Instruction Scope: noteSKILL.md and the CLI ask you to copy sp_dc and sp_key from the browser DevTools and run 'clawspotify setup' to write them to ~/.config/spotapi/session.json. The instructions do not ask to read unrelated files or network endpoints, but they explicitly instruct the user to extract and persist sensitive session cookies (full access tokens) which could be reused or exfiltrated if the installed code or environment is compromised.
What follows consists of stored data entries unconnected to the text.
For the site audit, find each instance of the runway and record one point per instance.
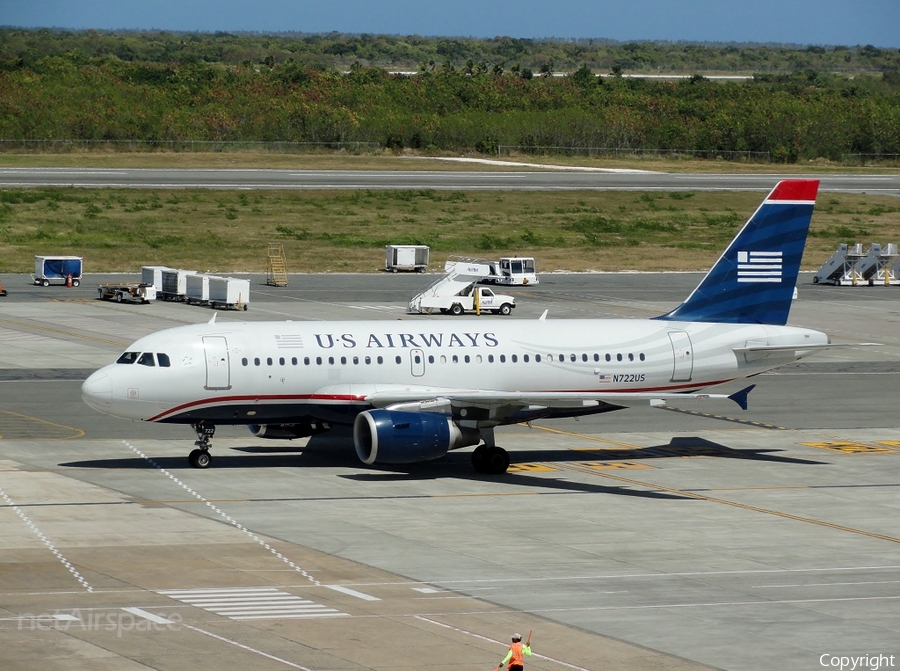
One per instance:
(674, 538)
(529, 180)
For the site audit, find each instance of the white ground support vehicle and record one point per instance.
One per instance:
(473, 298)
(127, 292)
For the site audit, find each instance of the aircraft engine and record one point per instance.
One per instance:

Install Mechanism: noteThere is no registry install spec; installation instructions clone two GitHub repos (ClawSpotify and a custom SpotAPI by the same author) and pip install an editable dependency. Downloading and running third‑party code from a personal GitHub account is traceable but unvetted and therefore a supply‑chain risk — expected for this approach but worth reviewing before proceeding.
Credentials: noteThe skill does not request environment variables or unrelated credentials. It does, however, require you to supply and persist sensitive Spotify session cookies (sp_dc, sp_key) in a local config file. That is proportionate to the technique chosen (cookie‑based auth) but sensitive; you should treat those values like passwords and verify the code that stores/uses them.
Persistence & Privilege: okSkill does not request elevated privileges, does not set always:true, and only writes its own config/session file and a virtualenv as documented. This level of persistence is typical and within the scope of a CLI skill.